Con il secondo motivo si deduce -ex art. 360 c.p.c., comma 1, n. 3.-violazione degli artt. 2934 e 2935 c.c., L. n. 335 del 1996, art. 3 comma 9, L. n. 335 del 1996, art. 2, comma 26, L. n. 662 del 1996, art. 1, comma 212, per avere la sentenza impugnata trascurato la possibilità di riscuotere i crediti sin dalla nascita del crediti medesimi a seguito del mero svolgimento dell’attività lavorativa, non essendovi impossibilità giuridica di far valere il relativo diritto.
I motivi possono essere esaminati congiuntamente per la loro connessione: essi sono fondati.
Questa Corte (Cass. 19640 del 24 luglio 2018 e Cass. 13463 del 29 maggio 2017) ha già ritenuto rilevante ai fini dell’inizio del decorso del termine prescrizionale la data in cui diritto può essere fatto valere, escludendo in ipotesi analoga a quella di specie cause giuridiche che abbiano ostacolato l’esercizio del diritto.
In particolare, si è affermato che l’impossibilità di far valere un diritto, alla quale l’art. 2935 c.c. attribuisce rilevanza di fatto impeditivo della decorrenza della prescrizione, è solo quella che deriva da cause giuridiche che ne ostacolino l’esercizio e non comprende anche gli impedimenti soggettivi o gli ostacoli di mero fatto, per i quali il successivo art. 2941 c.c. prevede solo specifiche e tassative ipotesi di sospensione, nel cui ambito, salva l’ipotesi di dolo prevista dal n. 8, non rientra l’ignoranza, da parte del titolare, del fatto generatore del suo diritto, né il dubbio soggettivo sulla esistenza di tale diritto od il ritardo indotto dalla necessità del suo accertamento (cfr. sentenze n. 21026 del 06/10/2014 e n. 10828 del 26/05/2015).

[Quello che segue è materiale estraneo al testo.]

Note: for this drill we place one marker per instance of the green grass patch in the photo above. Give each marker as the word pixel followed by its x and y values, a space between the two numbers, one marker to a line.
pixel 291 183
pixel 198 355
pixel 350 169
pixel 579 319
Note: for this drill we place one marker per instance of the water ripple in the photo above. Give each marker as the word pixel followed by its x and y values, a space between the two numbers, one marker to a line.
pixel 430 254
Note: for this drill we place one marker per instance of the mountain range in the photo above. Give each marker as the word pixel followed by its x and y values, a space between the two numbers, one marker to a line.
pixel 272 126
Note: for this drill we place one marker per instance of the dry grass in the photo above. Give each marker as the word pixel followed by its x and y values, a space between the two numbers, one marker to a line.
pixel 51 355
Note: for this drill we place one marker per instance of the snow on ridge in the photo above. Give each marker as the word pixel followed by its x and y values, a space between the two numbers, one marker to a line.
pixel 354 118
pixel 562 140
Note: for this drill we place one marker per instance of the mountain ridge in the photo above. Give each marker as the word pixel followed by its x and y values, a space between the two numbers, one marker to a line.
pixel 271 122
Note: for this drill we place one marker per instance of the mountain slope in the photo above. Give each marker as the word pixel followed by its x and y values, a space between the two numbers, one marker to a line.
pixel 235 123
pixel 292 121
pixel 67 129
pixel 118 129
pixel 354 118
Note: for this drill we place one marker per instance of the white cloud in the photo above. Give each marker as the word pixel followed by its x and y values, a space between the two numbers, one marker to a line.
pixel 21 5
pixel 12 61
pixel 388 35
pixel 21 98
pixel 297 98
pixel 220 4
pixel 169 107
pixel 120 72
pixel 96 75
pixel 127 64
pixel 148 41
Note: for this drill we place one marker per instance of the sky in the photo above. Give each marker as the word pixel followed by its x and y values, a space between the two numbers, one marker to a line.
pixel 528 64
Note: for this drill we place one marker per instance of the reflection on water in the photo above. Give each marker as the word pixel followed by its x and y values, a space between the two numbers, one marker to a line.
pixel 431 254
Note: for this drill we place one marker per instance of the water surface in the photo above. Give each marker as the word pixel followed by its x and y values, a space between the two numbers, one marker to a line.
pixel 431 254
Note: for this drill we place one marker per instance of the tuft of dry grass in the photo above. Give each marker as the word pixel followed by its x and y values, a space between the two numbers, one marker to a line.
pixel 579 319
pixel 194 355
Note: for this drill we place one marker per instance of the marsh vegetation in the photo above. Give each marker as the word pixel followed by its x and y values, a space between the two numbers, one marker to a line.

Questa Corte ha pure già ritenuto, con specifico riferimento alla materia in oggetto (Cass. n. 13463 del 29/05/2017 e Cass. 19640 del 24 luglio 2018), che in tema di contributi cd. “a percentuale”, il fatto costitutivo dell’obbligazione contributiva è costituito dall’avvenuta produzione, da parte del lavoratore autonomo, di un determinato reddito L. n. 233 del 1990, ex art. 1, comma 4, quand’anche l’efficacia del predetto fatto sia collegata ad un atto amministrativo di ricognizione del suo avveramento; ne consegue che il momento di decorrenza della prescrizione dei contributi in questione, ai sensi della L. n. 335 del 1995, art. 3, deve identificarsi con la scadenza del termine per il loro pagamento e non con l’atto, eventualmente successivo con cui l’Agenzia delle Entrate abbia accertato, D.Lgs. n. 462 del 1997, ex art. 1, un maggior reddito.
E’ pertanto infondata la tesi fatta valere dall’INPS secondo cui il diritto ai contributi a percentuale sul reddito sarebbe sorto solo quando l’Istituto ha avuto contezza del suo credito e cioè solo dopo che l’Agenzia delle Entrate ha accertato d’ufficio che il lavoratore autonomo avesse conseguito un reddito mai dichiarato prima. Invece il diritto in questione era già sorto al momento del fatto generatore dello stesso ovvero alla scadenza del termine stabilito per il pagamento dei medesimi contributi all’INPS.
La sentenza impugnata va conseguentemente cassata.
Non essendo necessari altri accertamenti, la causa può essere decisa nel merito, accogliendo l’opposizione del M. alla cartella esattoriale, essendo decorso il termine prescrizionale, computato con la decorrenza suindicata, ed essendo la prima richiesta dell’INPS dei contributi -richiamata in atti- successiva allo spirare del termine.
Le spese dell’intero processo vanno compensate.
P.Q.M.
La Corte accoglie il ricorso; cassa la sentenza impugnata e, decidendo nel merito, accoglie l’opposizione proposta da M.M..
Spese dell’intero processo compensate.
Così deciso in Roma, nella Camera di consiglio, il 16 febbraio 2021.